India’s inward remittances have seen impressive growth, more than doubling from $55.6 billion in 2010-11 to $118.7 billion in FY24. The United States remains the largest contributor, with its share rising from 23.4% in 2020-21 (FY21) to 27.7% in FY24, reflecting a robust recovery in the US job market. The US labor force saw a significant 6.3% increase in foreign-born workers in 2022, compared to just 0.7% in 2019, prior to the pandemic. Meanwhile, the share of native-born workers has remained relatively stable at 1%.

 

Indian migrants in the US are primarily employed in high-earning sectors such as management, business, science, and the arts, with 78% of them working in these fields. This contrasts with the UAE, the second-largest source of India’s remittances, where Indian workers are predominantly engaged in blue-collar jobs, particularly in construction, healthcare, hospitality, and tourism. The UAE’s share of remittances increased from 18% in FY21 to 19.2% in FY24. Despite having a larger Indian migrant population, the nature of their employment results in lower remittances compared to the US.

 

The RBI study also highlighted a surge in remittances from the UK, which rose from 6.8% in FY21 to 10.8% in FY24. This increase can be attributed to the Migration and Mobility Partnership between India and the UK. The number of Indians migrating to the UK annually has more than tripled, growing from 76,000 in 2020 to approximately 250,000 by the end of 2023. Roughly 50% of these migrants moved for employment opportunities.

 

Other advanced economies have also shown notable growth in their contribution to India’s remittances. Singapore’s share rose to 6.6%, Canada’s to 3.8%, and Australia’s to 2.3% in FY24, reflecting a broader diversification of India’s remittance sources. Canada, in particular, remains a favored destination for Indian students pursuing higher education.
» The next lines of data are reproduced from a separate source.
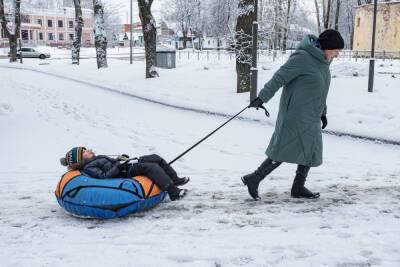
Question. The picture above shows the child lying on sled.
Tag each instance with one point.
(152, 166)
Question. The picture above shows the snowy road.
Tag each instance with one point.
(355, 223)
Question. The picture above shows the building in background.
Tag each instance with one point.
(387, 28)
(52, 27)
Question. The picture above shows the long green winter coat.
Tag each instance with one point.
(305, 78)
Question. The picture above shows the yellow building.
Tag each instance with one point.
(387, 28)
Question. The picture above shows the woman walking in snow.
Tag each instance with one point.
(152, 166)
(305, 78)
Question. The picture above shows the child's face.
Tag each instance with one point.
(87, 154)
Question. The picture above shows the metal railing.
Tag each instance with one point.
(273, 55)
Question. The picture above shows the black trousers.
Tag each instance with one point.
(156, 168)
(269, 165)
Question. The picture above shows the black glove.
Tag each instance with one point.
(324, 121)
(123, 166)
(123, 157)
(256, 103)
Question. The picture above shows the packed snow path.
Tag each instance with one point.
(354, 223)
(197, 110)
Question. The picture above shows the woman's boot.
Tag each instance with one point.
(298, 189)
(253, 180)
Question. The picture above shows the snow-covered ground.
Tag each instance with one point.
(211, 85)
(354, 223)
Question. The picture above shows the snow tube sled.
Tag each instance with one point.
(85, 196)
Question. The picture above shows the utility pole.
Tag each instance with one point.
(130, 37)
(372, 59)
(254, 71)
Of the 1.34 million Indian students studying abroad as of January 2024, 32% were in Canada, followed by 25.3% in the US, 13.9% in the UK, and 9.2% in Australia.

 

India’s evolving remittance patterns highlight the growing impact of its skilled diaspora in advanced economies. This shift not only underscores the expanding global footprint of Indian talent but also reflects the diverse opportunities available to Indian migrants in today’s interconnected world.